Białoruś. Prokuratorzy z samozwańczej republiki w Donbasie chcą przesłuchać Ramana Pratasiewicza
Prokuratorzy z samozwańczej Ługańskiej Republiki Ludowej wyruszyli na Białoruś. Chcą przesłuchać Ramana Pratasiewicza. Oskarżają go o strzelanie do cywilów, w tym lekarzy i ratowników medycznych.
Informację o podróży prokuratorów na Białoruś przekazał serwis internetowy "Donbass Siegodnia", relacjonujący to, co dzieje się samozwańczych republikach w Donbasie. Mają oni przesłuchać Ramana Pratasiewicza.
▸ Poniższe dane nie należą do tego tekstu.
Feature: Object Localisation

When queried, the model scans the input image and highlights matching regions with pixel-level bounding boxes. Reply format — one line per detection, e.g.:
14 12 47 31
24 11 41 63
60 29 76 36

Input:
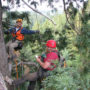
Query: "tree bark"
22 0 56 25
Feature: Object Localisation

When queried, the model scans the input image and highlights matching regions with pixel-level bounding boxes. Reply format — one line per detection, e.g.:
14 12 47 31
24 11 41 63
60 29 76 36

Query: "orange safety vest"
11 27 24 41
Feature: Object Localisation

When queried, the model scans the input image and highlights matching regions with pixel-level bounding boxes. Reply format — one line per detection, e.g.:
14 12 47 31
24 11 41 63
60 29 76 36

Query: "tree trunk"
0 0 11 90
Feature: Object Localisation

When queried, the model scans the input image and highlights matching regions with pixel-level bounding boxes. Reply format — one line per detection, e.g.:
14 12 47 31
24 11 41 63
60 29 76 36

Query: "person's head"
16 19 22 27
46 40 56 52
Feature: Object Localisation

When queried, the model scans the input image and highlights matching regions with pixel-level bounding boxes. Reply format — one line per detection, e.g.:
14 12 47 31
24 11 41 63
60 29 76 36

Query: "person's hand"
36 30 40 33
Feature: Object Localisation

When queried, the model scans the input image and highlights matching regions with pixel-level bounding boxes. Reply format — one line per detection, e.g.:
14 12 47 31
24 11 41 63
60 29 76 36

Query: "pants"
13 69 49 90
6 40 21 59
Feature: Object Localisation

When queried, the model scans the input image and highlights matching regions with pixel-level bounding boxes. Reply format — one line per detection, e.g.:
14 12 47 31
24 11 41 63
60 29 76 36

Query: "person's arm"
21 28 39 34
37 58 50 69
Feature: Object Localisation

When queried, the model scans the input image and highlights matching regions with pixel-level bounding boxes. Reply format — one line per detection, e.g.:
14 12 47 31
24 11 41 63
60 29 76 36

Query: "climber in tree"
4 40 59 90
5 19 39 60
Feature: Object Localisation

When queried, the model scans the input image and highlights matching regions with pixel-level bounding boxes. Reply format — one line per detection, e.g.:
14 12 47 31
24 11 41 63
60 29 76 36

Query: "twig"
22 0 56 25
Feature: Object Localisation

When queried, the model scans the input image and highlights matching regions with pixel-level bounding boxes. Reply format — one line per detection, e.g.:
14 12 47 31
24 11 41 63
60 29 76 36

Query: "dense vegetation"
3 1 90 90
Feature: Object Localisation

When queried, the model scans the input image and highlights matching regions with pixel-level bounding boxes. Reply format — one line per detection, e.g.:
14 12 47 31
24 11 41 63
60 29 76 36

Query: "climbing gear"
11 27 24 41
0 72 7 90
41 51 66 68
16 19 22 23
46 40 56 48
14 42 23 51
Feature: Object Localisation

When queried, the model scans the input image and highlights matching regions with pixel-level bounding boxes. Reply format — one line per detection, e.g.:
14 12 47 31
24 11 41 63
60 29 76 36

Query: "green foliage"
41 67 90 90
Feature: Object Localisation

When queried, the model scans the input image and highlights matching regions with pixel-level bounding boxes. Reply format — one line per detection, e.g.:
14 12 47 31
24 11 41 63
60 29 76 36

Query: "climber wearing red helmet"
37 40 59 70
7 40 59 90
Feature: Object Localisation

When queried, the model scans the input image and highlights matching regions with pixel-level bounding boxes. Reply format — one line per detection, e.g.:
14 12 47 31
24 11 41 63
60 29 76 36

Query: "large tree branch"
22 0 56 25
13 62 38 68
63 0 79 34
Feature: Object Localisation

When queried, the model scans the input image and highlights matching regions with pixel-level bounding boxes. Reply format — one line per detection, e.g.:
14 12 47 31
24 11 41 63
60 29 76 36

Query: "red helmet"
46 40 56 48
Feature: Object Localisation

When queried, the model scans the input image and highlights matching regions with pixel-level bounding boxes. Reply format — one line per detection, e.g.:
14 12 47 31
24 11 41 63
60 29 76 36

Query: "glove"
4 31 9 34
36 30 40 33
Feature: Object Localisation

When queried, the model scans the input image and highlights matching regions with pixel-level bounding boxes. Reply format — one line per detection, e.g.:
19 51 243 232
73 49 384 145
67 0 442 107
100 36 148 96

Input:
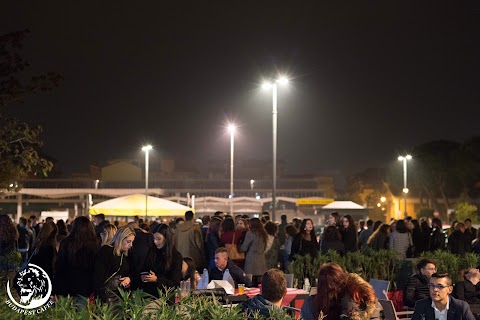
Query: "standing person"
453 268 480 319
265 221 280 270
207 217 222 269
175 210 205 269
240 218 268 286
17 217 33 262
30 222 57 280
0 213 20 272
463 218 477 243
93 226 135 304
327 212 342 228
403 258 437 308
93 213 109 243
301 263 348 320
390 220 413 260
448 222 472 255
358 219 373 251
412 273 475 320
53 216 100 306
220 218 245 269
57 219 68 239
126 221 153 290
320 226 345 257
340 214 358 253
428 218 445 251
411 219 426 257
283 224 298 273
100 223 117 246
289 219 319 261
140 224 183 298
367 223 390 251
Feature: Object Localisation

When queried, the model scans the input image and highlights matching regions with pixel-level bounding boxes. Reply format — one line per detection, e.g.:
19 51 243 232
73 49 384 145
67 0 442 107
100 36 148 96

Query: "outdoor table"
235 288 309 309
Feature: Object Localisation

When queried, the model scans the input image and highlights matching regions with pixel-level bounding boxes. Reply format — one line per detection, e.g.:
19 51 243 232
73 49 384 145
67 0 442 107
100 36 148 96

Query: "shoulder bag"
98 253 123 304
225 231 245 260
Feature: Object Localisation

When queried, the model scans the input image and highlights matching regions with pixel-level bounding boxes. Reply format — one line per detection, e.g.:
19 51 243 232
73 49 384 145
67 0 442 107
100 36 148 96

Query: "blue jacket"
412 296 475 320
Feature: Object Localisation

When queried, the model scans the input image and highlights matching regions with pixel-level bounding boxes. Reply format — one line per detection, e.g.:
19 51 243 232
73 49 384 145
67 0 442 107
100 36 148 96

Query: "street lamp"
228 123 235 215
398 154 412 217
142 145 152 221
263 76 288 221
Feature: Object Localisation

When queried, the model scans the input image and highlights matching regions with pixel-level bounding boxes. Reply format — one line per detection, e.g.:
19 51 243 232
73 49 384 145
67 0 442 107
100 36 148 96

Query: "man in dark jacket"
242 269 287 318
412 273 475 320
208 247 252 287
403 259 437 308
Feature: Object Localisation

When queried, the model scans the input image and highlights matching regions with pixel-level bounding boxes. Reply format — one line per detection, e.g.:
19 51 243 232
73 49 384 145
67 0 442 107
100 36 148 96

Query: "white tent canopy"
89 194 193 217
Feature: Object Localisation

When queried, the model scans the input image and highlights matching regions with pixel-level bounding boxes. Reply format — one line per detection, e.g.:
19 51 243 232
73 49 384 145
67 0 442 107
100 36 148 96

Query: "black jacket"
141 246 183 297
403 273 430 308
208 259 252 287
412 296 475 320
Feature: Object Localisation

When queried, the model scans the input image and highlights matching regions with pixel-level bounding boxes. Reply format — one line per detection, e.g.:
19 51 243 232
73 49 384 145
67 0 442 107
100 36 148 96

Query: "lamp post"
142 145 152 221
398 154 412 217
263 77 288 221
228 124 235 216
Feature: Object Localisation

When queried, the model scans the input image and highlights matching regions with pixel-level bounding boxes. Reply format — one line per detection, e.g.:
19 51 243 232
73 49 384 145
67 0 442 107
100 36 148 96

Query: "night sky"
0 1 480 184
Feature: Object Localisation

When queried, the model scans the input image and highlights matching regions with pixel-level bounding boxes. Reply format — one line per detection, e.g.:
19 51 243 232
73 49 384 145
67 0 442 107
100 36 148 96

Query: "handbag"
406 233 415 258
225 231 245 260
98 253 123 304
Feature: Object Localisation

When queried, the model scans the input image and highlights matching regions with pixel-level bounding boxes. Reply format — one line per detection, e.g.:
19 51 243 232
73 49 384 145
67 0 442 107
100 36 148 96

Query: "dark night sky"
0 1 480 184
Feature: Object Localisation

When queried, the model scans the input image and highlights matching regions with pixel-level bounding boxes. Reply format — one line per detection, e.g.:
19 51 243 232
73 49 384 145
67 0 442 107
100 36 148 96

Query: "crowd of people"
0 211 480 319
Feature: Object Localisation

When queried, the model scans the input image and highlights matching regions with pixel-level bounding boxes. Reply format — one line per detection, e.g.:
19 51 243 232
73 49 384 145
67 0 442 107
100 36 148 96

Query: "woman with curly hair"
340 273 383 320
53 216 99 305
240 218 268 286
0 213 21 271
30 221 57 279
301 263 348 320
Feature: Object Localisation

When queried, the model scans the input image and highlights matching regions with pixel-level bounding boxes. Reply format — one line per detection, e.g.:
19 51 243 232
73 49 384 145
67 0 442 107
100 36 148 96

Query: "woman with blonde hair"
100 223 117 246
93 227 135 304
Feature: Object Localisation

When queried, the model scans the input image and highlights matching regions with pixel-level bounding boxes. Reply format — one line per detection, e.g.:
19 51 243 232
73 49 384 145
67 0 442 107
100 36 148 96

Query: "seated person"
242 269 287 318
453 268 480 318
403 259 437 308
412 273 475 320
340 273 383 319
208 247 252 287
182 257 200 290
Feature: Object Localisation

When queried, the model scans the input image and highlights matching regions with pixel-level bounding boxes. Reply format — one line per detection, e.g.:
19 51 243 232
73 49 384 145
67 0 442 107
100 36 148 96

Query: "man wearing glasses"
412 273 475 320
403 259 437 308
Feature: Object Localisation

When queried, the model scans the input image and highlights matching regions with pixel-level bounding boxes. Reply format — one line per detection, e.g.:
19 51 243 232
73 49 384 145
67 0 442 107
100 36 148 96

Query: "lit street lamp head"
142 145 152 151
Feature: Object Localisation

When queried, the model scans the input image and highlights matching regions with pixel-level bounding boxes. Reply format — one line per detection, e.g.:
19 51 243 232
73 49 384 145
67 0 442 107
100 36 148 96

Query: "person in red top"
220 218 245 269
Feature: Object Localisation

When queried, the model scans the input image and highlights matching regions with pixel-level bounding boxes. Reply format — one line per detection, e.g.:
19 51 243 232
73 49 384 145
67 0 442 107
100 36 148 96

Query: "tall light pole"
142 145 152 221
398 154 412 217
263 77 288 221
228 124 235 216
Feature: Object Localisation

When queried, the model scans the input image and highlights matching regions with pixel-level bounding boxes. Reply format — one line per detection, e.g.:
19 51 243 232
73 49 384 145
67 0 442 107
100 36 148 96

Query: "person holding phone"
140 224 183 298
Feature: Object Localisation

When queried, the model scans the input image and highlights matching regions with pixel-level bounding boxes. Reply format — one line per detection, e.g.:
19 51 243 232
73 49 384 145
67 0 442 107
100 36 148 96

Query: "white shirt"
432 297 450 320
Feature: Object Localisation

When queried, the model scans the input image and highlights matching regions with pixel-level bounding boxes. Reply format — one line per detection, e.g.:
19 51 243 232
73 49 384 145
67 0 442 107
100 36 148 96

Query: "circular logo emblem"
7 263 52 309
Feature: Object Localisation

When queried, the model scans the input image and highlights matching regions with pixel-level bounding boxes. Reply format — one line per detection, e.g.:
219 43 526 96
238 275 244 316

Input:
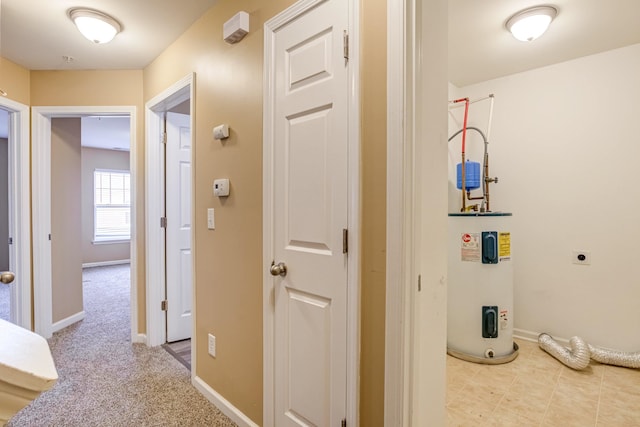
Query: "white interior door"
166 112 193 342
272 0 348 426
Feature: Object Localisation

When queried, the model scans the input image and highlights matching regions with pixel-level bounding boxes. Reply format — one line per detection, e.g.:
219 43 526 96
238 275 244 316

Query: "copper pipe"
460 151 467 212
482 150 491 212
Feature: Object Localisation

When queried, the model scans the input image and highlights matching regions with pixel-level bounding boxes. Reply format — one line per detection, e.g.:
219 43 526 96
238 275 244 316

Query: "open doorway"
0 96 32 329
0 109 11 321
32 107 140 342
145 75 194 362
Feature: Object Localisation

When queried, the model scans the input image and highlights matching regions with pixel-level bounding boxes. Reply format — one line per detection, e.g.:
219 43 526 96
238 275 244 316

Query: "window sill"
91 239 131 245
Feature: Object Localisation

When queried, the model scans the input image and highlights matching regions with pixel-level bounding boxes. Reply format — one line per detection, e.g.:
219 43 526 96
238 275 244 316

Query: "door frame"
0 96 32 330
262 0 361 427
384 0 448 426
145 73 196 352
31 106 140 342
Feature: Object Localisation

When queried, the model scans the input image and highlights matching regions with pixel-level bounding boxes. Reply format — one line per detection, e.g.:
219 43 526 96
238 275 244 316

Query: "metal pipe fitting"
538 333 591 370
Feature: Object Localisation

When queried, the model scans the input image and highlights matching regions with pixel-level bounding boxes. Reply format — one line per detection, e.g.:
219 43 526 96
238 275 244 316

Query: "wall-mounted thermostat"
213 125 229 139
213 178 229 197
222 12 249 44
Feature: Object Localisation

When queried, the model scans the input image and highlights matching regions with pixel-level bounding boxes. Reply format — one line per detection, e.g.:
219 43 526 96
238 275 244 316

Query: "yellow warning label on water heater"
498 232 511 261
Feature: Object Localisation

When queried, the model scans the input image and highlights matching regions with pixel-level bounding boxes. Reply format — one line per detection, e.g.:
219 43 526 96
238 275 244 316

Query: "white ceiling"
0 0 222 70
0 0 640 140
449 0 640 87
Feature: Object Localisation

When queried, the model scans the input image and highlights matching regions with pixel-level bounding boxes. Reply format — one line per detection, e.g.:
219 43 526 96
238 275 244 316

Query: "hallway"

Jak przypomina serwis, wcześniej śledczy zwrócili się do Białorusi o ekstradycję Pratasiewicza. Zarzucają mu współudział w mordowaniu ludności cywilnej.
Według białoruskiego KGB, a także śledczych z samozwańczej Ługańskiej Republiki Ludowej, Pratasiewicz miał w 2014 roku walczyć po stronie Ukrainy w Donbasie w nacjonalistycznym batalionie "Azow". Służby opublikowały zdjęcia, które mają pochodzić z telefonu komórkowego Pratasiewicza. Na zdjęciach widać młodego człowieka pozującego w kamizelce kuloodpornej z karabinem w ręku.
Informację tę podchwyciły wszystkie rządowe białoruskie media. Upowszechnia się ją także w mediach rosyjskich.
Pratasiewicz był w Donbasie. "Jego bronią było słowo"
"Donbass Siegodnia", powołując się na swoje źródła, informuje, że Pratasiewicz miał być snajperem, który "często ćwiczył strzelanie do cywilów, a także pracowników medycznych i ratowników, którzy przychodzili im z pomocą".
Założyciel batalionu "Azow" Andrij Biłecki w ukraińskich mediach potwierdził, że Pratasiewicz był w 2014 r. na wschodzie Ukrainy. - Jego bronią, jako dziennikarza, był jednak nie karabin, lecz słowo - zapewnił.